PI firm fails to exclude defendant solicitors’ data on its claims record

Car crashes: Defendant raises questions over claims brought by law firm

The High Court has rejected a claimant personal injury firm’s objection to witness statements from the opposing solicitors that suggest it may be engaging in fraud.

Mr Justice Freedman made clear he was not saying the statements from James Stevens, a director and head of organised fraud at DWF, proved dishonesty on the part of North London firm Ersan & Co.

However, Ersan did not convince him that the statements amounted to impermissible expert evidence or were “unreliable”, such that the defendants should be disbarred from relying on them.

As a result, he upheld the decision of Her Honour Judge Backhouse last year.

The court was dealing with appeals from five road traffic accident claims brought by Ersan seeking damages of between £5,000 and £10,000 each.

Mr Stevens’ first witness statement analysed 372 claims submitted by the firm, which he said showed that 95% contained an allegation of psychological injuries, 67% of claimants were recommended for further psychological examination, and 68% of claimants served a psychological or psychiatric report.

Further, all 207 reports provided by a particular doctor diagnosed a recognised psychiatric condition, with two-thirds of them estimating a recovery period of two years or longer.

In his second statement, Mr Stevens said the data, on its face, “strongly indicates that all of the claims have been cynically managed so as to contrive an outcome whereby in every case, and irrespective of the true circumstances of that case, the claimant is presenting a claim that they have suffered psychiatric harm as a result of the relevant index event”.

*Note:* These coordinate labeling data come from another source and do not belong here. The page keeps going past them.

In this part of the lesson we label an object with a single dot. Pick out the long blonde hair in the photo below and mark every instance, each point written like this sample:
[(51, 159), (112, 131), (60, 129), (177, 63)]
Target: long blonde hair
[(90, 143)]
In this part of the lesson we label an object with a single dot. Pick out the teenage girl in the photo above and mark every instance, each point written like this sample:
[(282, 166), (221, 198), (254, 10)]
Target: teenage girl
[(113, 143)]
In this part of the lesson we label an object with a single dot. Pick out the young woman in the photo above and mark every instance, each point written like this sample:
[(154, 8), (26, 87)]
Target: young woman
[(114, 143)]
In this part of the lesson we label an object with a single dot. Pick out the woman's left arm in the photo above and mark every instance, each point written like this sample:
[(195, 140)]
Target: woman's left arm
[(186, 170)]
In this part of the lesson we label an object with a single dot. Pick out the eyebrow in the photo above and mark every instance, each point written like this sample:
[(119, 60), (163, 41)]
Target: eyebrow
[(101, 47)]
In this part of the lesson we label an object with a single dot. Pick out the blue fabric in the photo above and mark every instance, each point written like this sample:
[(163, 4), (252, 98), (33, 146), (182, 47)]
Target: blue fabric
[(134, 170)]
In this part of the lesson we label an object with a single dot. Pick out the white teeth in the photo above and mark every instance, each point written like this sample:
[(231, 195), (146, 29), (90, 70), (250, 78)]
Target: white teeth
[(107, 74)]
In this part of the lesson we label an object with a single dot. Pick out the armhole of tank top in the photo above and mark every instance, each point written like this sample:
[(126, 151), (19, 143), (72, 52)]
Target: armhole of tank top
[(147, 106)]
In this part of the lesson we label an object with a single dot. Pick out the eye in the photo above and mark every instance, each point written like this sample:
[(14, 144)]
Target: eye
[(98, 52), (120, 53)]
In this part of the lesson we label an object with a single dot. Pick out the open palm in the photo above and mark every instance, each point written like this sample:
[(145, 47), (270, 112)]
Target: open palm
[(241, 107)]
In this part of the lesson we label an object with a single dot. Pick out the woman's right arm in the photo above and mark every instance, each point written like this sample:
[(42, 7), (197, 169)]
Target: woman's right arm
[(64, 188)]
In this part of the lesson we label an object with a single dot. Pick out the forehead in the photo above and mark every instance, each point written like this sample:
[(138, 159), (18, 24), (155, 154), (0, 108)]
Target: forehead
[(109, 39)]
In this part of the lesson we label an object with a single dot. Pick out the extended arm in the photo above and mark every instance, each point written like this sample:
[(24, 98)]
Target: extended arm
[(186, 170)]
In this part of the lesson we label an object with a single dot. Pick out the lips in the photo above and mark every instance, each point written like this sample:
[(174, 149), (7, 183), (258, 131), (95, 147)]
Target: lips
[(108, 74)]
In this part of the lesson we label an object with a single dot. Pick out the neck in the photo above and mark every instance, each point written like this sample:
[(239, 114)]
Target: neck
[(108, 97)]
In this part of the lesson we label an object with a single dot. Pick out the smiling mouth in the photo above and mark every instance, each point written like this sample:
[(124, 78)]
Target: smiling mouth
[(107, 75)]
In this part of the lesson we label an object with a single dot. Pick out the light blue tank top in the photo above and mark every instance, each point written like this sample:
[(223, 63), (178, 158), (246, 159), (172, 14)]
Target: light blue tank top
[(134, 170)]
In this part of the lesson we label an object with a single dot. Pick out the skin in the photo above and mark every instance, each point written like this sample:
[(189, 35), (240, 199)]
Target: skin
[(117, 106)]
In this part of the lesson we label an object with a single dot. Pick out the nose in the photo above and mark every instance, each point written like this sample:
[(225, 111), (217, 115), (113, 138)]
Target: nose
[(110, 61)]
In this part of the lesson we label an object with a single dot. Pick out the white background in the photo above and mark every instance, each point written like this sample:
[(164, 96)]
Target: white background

Freedman J recounted: “The claimants submit that the allegation of fraud is irregular and unfair in that there is a failure to make specific allegations against Ersan & Co, and the nature of the allegations made should have led to Ersan & Co being an additional defendant to a conspiracy claim.”

The firm argued that Mr Stevens made statements of opinion, rather than fact, but provided no comparative data to show whether the figures were out of the norm. There was also a suggestion that these were a selection of cases, but with no information on how the selection was made.

The parties had been given permission in case management directions to serve further witness statements but there was no direction for expert evidence.

HHJ Backhouse acknowledged that the lack of statistics from claims handled by other firms “lessens the weight which the court gives to Mr Stevens’ statement in any particular case”, but held that the statement did not seek “to draw conclusions as to whether the figures are markedly higher or different”.

She explained: “It may be that that will be one of the defendants’ submissions, but that is not the evidence.”

The judge concluded that it was similar fact evidence. “Looking at the test, it may not ultimately be probative, that is very much a matter for the trial judges, but I am satisfied that it is capable of tending to prove fundamental dishonesty and so is admissible, and in my judgment it would be contrary to the overriding objective to shut it out.”

Freedman J said: “There is at least a cogent argument that the evidence ought to be the province of an expert and not of a solicitor with the assistance of paralegals in a law firm. It is at least arguable that the evidence is not purely factual, but that there might be statistical assumptions embedded within the information.

“At this stage, the court cannot make a definitive conclusion, but it is a real possibility that, without a statistician and/or further information, a judge might not be able to make findings of the kind which are invited in the second statement of Mr Stevens.”

The judge said a related question was what weight the evidence has without a comparator.

But despite these “serious reservations”, he agreed that Mr Stevens’ evidence should not be excluded, saying it could be tested at trial “as to whether in fact it is on analysis implied opinion evidence and not factual evidence at all” and, if admitted, what weight to attach to it.

While he “entertain[ed] doubts as to whether, without being in the context of other evidence, the analysis of Mr Stevens could by itself tend to show fundamental dishonesty”, there was enough in his evidence that may support such a submission.

Freedman J added that it was “unfortunate” that neither side sought to apply to adduce expert evidence – either to counter or support Mr Stevens’ statements – in advance of the hearing before HHJ Backhouse.